See the Python docs for datetime.now, datetime.strftime and more on strftime.

Answered By: Matt Joiner
>>> from datetime import datetime as date
>>> date.today().strftime("%A")
'Monday'
Answered By: Abhijit
import datetime
numdays = 7
base = datetime.date.today()
date_list = [base + datetime.timedelta(days=x) for x in range(numdays)]
date_list_with_dayname = ["%s, %s" % ((base + datetime.timedelta(days=x)).strftime("%A"),  base + datetime.timedelta(days=x)) for x in range(numdays)]
Answered By: user3769499

If you don’t mind using another package, you can also use pandas to achieve what you want:

>>> my_date = datetime.datetime(2019, 9, 6, 11, 33, 0)
>>> pd.to_datetime(my_date).day_name()
'Friday'

It does not sound like a good idea to use another package for such easy task, the advantage of it is that day_name method seems more understandable to me than strftime("%A") (you might easily forget what is the right directive for the format to get the day name).

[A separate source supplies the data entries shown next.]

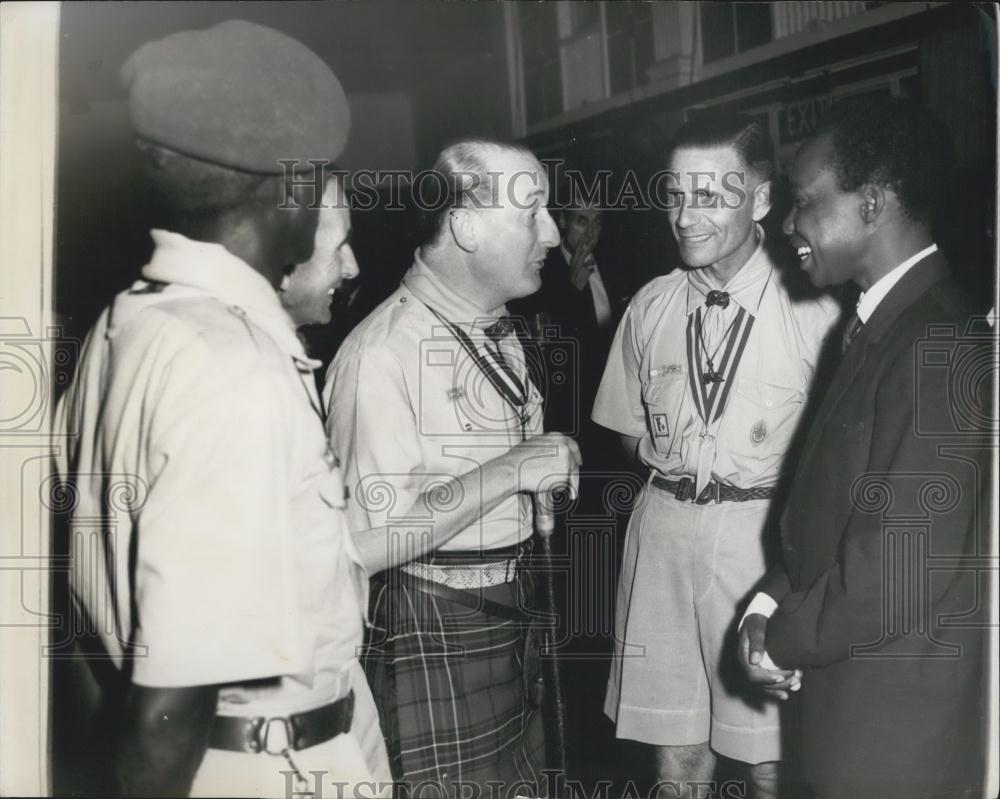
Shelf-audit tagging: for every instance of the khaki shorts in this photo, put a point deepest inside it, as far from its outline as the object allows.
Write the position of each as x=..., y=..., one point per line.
x=353, y=764
x=687, y=573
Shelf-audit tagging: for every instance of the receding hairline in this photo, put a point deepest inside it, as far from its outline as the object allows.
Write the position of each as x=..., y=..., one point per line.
x=749, y=169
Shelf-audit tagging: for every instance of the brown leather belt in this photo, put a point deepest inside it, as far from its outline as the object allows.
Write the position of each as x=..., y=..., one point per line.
x=272, y=735
x=684, y=489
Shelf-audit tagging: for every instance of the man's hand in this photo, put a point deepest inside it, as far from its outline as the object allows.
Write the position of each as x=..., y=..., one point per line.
x=582, y=262
x=547, y=462
x=751, y=652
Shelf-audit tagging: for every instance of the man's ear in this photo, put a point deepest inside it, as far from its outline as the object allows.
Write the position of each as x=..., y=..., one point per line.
x=873, y=199
x=761, y=200
x=462, y=224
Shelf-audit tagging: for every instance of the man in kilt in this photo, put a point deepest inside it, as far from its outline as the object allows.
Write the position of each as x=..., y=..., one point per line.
x=433, y=384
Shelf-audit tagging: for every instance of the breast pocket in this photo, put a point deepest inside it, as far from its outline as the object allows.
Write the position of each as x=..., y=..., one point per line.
x=662, y=395
x=762, y=420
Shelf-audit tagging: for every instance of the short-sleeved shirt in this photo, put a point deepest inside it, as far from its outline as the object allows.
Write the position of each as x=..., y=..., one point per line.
x=763, y=343
x=410, y=408
x=209, y=540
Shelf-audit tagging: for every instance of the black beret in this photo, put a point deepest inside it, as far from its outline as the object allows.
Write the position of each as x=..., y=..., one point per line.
x=238, y=94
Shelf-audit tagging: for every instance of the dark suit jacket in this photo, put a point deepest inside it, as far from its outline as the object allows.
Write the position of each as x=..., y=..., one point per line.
x=888, y=504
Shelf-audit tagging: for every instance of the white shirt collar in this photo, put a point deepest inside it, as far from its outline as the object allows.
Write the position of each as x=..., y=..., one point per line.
x=869, y=300
x=210, y=267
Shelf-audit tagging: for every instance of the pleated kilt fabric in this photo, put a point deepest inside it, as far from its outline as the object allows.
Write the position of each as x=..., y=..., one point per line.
x=452, y=685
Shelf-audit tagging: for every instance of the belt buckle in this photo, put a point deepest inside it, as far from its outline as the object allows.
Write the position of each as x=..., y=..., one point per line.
x=285, y=727
x=709, y=493
x=684, y=490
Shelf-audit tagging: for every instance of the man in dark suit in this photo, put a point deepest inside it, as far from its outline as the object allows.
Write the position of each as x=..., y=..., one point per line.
x=877, y=598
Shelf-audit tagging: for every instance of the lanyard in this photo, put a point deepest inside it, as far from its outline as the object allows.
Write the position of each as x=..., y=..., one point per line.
x=496, y=369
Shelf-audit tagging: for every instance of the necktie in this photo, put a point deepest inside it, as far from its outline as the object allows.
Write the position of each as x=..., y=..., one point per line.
x=720, y=298
x=854, y=326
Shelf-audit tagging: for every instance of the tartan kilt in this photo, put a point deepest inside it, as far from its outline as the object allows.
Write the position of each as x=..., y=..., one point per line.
x=452, y=688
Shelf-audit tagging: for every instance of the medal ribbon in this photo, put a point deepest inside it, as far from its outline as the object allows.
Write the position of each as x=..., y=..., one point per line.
x=494, y=367
x=706, y=392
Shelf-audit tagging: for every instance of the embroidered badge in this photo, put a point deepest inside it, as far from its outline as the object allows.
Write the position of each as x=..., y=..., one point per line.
x=660, y=428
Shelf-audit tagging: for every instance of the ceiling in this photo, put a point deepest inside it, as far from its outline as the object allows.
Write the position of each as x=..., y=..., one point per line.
x=373, y=46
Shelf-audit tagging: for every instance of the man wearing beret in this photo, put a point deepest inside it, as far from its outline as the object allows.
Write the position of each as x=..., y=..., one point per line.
x=222, y=583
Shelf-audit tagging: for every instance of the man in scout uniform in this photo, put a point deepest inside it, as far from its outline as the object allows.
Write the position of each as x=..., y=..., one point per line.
x=431, y=385
x=887, y=519
x=705, y=384
x=220, y=579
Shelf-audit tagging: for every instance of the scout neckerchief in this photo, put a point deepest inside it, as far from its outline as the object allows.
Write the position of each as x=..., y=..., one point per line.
x=493, y=365
x=713, y=365
x=713, y=361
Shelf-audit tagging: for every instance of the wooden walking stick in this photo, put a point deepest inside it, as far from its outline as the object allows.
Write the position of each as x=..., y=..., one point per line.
x=552, y=709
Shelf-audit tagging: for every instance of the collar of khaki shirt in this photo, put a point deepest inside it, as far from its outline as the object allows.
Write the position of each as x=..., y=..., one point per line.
x=211, y=268
x=436, y=294
x=746, y=287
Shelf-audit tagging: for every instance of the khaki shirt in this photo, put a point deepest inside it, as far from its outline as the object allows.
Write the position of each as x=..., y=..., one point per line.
x=648, y=392
x=409, y=408
x=209, y=540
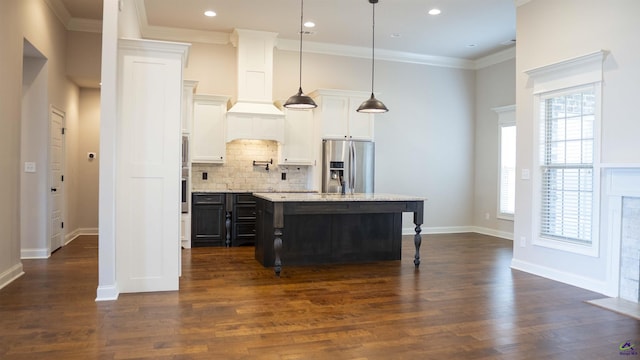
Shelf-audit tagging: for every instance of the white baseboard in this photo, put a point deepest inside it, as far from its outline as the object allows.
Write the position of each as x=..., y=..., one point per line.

Hopefully, this could be added to datetime package directly one day (e.g. my_date.day_name()).

Answered By: Nerxis

You can use import time instead of datetime as following:

import time
WEEKDAYS = ['Monday', 'Tuesday', 'Wednesday', 'Thursday', 'Friday', 'Saturday', 'Sunday']

now = time.localtime()
weekday_index = now.tm_wday
print(WEEKDAYS[weekday_index])
Answered By: Appo

You can use an f-string along with a format code such as %A or %a:

> import datetime

# Provide a date object:
> d = datetime.date.today()
> d
datetime.date(2023, 2, 3)

# Provide a datetime object:
> dt = datetime.datetime.now()
> dt
datetime.datetime(2023, 2, 3, 17, 48, 7, 415010)

# Full weekday name:
> f'{d:%A}'
'Friday'
> f'{dt:%A}'
'Friday'

# Abbreviated weekday name:
> f'{d:%a}'
'Fri'
> f'{dt:%a}'
'Fri'

Note that the output strings are locale dependent. If requiring a locale independent comparison or even just a faster comparison, consider date.weekday() and datetime.weekday().